Overhaul Feynman harness: streamline agents, prompts, and extensions

Remove legacy chains, skills, and config modules. Add citation agent, SYSTEM.md, modular research-tools extension, and web-access layer. Add ralph-wiggum to Pi package stack for long-running loops. Co-Authored-By: Claude Opus 4.6 (1M context) <noreply@anthropic.com>
2026-03-23 14:59:30 -07:00
parent d23e679331
commit 406d50b3ff
60 changed files with 2994 additions and 3191 deletions
--- a/prompts/autoresearch.md
+++ b/prompts/autoresearch.md
@@ -1,19 +1,32 @@
 ---
-description: Turn a research idea into a paper-oriented end-to-end run with literature, hypotheses, experiments when possible, and a draft artifact.
+description: Autonomous experiment loop — try ideas, measure results, keep what works, discard what doesn't, repeat.
 ---
-Run an autoresearch workflow for: $@
+Start an autoresearch optimization loop for: $@

-Requirements:
- Prefer the project `auto` chain or the `planner` + `researcher` + `verifier` + `writer` subagents when the task is broad enough to benefit from decomposition.
- If the run is likely to take a while, or the user wants it detached, launch the subagent workflow in background with `clarify: false, async: true` and report how to inspect status.
- Start by clarifying the research objective, scope, and target contribution.
- Search for the strongest relevant primary sources first.
- If the topic is current, product-oriented, market-facing, or asks about latest developments, start with `web_search` and `fetch_content`.
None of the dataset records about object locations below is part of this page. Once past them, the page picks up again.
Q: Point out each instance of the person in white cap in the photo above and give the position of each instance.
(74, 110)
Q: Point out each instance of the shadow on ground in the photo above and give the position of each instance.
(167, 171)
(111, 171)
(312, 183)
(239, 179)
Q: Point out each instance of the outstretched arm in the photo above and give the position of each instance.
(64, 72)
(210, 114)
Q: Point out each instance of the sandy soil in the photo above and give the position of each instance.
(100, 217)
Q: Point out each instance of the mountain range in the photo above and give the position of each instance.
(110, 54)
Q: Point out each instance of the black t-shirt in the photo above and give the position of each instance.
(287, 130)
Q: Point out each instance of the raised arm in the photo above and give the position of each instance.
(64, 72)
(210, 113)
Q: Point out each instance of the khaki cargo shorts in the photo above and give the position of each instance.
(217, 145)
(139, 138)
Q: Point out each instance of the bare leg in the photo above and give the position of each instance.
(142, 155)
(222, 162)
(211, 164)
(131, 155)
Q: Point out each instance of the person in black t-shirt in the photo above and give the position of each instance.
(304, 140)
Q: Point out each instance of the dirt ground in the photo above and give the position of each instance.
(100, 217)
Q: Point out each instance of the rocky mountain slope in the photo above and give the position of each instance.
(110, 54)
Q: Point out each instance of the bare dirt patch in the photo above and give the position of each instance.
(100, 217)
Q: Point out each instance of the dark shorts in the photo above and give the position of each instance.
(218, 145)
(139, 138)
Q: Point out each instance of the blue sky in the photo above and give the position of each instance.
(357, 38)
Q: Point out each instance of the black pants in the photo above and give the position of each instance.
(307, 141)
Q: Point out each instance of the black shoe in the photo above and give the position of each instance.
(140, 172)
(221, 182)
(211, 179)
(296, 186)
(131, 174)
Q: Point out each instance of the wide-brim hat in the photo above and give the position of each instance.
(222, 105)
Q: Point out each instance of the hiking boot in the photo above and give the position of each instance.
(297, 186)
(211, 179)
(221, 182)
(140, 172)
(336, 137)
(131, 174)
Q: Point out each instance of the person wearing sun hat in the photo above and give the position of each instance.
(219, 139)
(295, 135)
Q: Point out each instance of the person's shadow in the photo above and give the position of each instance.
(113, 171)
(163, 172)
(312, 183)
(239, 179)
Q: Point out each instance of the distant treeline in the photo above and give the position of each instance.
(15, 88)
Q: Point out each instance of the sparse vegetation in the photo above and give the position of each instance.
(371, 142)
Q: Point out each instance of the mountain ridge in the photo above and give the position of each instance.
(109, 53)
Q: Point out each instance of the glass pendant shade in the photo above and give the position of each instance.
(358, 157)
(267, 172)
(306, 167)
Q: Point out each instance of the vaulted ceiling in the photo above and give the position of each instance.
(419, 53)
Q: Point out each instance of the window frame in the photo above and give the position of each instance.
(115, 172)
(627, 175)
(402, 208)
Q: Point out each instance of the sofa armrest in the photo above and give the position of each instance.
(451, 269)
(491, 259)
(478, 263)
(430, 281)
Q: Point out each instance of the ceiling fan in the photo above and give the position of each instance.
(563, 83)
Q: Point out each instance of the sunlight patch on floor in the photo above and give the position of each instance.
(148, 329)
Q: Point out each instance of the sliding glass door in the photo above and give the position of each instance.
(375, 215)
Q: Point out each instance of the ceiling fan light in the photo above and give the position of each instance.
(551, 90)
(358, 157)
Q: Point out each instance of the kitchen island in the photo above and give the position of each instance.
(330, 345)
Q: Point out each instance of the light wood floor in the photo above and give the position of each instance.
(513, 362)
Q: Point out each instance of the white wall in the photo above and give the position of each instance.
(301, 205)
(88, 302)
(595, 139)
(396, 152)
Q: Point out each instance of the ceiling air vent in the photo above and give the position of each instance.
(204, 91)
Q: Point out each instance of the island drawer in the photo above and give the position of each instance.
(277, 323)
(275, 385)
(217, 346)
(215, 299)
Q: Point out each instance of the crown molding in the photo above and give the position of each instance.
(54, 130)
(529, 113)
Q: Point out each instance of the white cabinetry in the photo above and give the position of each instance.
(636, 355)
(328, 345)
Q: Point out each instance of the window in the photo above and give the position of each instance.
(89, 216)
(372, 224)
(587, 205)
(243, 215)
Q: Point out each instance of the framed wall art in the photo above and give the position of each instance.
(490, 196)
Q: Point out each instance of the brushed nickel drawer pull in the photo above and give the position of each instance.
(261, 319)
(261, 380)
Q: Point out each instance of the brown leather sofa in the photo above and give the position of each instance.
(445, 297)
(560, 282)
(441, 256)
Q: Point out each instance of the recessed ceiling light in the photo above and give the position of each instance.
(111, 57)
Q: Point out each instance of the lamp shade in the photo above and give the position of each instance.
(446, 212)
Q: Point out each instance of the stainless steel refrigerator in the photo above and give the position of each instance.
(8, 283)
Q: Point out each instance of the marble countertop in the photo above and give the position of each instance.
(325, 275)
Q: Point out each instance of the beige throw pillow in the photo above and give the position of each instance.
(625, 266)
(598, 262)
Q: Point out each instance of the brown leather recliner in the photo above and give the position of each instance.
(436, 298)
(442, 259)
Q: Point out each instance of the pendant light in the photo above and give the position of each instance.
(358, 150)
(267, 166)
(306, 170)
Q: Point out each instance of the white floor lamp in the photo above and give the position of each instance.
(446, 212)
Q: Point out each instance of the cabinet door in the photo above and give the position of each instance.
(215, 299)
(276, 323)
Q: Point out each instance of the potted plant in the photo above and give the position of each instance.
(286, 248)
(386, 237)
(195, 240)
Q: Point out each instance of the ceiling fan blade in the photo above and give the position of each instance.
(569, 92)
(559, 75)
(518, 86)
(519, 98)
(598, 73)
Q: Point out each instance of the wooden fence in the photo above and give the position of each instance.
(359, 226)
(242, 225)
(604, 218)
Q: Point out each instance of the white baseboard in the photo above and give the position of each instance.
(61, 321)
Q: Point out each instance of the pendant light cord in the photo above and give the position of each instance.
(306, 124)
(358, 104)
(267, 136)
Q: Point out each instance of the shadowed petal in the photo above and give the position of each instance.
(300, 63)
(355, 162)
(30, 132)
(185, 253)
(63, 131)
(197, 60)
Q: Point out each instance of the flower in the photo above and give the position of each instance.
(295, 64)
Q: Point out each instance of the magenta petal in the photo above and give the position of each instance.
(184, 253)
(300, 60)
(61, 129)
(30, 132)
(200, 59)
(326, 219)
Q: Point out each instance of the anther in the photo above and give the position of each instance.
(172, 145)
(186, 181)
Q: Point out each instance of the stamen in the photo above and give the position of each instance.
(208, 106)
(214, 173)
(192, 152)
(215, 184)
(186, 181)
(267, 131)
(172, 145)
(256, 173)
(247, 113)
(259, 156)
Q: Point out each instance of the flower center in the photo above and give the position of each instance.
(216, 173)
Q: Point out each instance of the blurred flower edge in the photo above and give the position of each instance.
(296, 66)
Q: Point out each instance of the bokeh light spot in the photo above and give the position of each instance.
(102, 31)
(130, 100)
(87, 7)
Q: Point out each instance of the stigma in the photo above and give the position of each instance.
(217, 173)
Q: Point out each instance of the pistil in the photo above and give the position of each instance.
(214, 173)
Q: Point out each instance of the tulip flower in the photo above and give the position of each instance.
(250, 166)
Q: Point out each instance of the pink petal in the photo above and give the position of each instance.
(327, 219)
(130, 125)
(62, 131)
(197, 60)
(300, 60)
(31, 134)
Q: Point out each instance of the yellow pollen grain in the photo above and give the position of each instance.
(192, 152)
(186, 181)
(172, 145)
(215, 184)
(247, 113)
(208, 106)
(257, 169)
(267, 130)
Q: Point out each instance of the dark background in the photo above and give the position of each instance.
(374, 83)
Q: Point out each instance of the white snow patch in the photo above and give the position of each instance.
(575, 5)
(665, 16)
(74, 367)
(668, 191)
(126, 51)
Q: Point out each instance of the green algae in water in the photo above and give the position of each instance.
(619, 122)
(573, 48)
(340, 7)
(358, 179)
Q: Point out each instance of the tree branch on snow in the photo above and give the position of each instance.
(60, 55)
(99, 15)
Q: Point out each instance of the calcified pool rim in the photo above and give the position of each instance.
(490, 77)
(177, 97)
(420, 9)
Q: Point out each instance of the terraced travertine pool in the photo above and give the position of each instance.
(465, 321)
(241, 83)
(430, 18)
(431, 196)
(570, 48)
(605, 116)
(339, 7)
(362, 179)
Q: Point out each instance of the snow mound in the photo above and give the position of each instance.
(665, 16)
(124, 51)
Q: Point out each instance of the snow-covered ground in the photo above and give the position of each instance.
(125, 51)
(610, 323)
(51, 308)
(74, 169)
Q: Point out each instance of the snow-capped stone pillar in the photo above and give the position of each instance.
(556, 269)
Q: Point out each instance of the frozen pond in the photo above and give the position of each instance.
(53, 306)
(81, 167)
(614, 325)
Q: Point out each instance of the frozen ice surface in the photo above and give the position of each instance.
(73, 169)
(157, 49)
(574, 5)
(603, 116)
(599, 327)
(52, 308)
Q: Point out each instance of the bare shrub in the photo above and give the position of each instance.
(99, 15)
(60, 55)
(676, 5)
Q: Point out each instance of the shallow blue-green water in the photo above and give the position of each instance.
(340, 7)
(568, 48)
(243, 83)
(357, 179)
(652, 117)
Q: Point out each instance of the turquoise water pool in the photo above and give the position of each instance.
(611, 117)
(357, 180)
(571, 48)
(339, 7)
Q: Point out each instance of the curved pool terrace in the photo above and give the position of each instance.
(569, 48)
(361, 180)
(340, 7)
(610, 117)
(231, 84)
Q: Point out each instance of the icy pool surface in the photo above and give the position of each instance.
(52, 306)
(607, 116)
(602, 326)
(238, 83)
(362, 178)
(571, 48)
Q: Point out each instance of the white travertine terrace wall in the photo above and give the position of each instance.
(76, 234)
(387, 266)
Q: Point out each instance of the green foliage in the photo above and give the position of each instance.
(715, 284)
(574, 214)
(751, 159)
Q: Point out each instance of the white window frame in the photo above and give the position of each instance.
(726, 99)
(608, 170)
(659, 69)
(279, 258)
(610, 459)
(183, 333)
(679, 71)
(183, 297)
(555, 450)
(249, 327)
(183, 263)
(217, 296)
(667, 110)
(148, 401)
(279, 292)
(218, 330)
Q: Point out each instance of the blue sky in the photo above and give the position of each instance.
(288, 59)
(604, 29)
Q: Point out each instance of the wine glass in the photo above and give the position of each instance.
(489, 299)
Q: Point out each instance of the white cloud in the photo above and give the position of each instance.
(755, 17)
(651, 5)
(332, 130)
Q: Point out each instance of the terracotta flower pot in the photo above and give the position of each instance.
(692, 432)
- Use `alpha_search` for academic background or paper-centric parts of the topic, but do not rely on it alone for current topics.
- Build a compact evidence table before committing to a paper narrative.
- If experiments are feasible in the current environment, design and run the smallest experiment that materially reduces uncertainty.
- If experiments are not feasible, produce a paper-style draft that is explicit about missing validation and limitations.
- Produce one final durable markdown artifact for the user-facing result.
- If the result is a paper-style draft, save it to `papers/`; otherwise save it to `outputs/`.
- Do not create extra user-facing intermediate markdown files unless the user explicitly asks for them.
- End with a `Sources` section containing direct URLs for every source used.
+This command uses pi-autoresearch. Enter autoresearch mode and begin the autonomous experiment loop.
+
+## Behavior
+
+- If `autoresearch.md` and `autoresearch.jsonl` already exist in the project, resume the existing session with the user's input as additional context.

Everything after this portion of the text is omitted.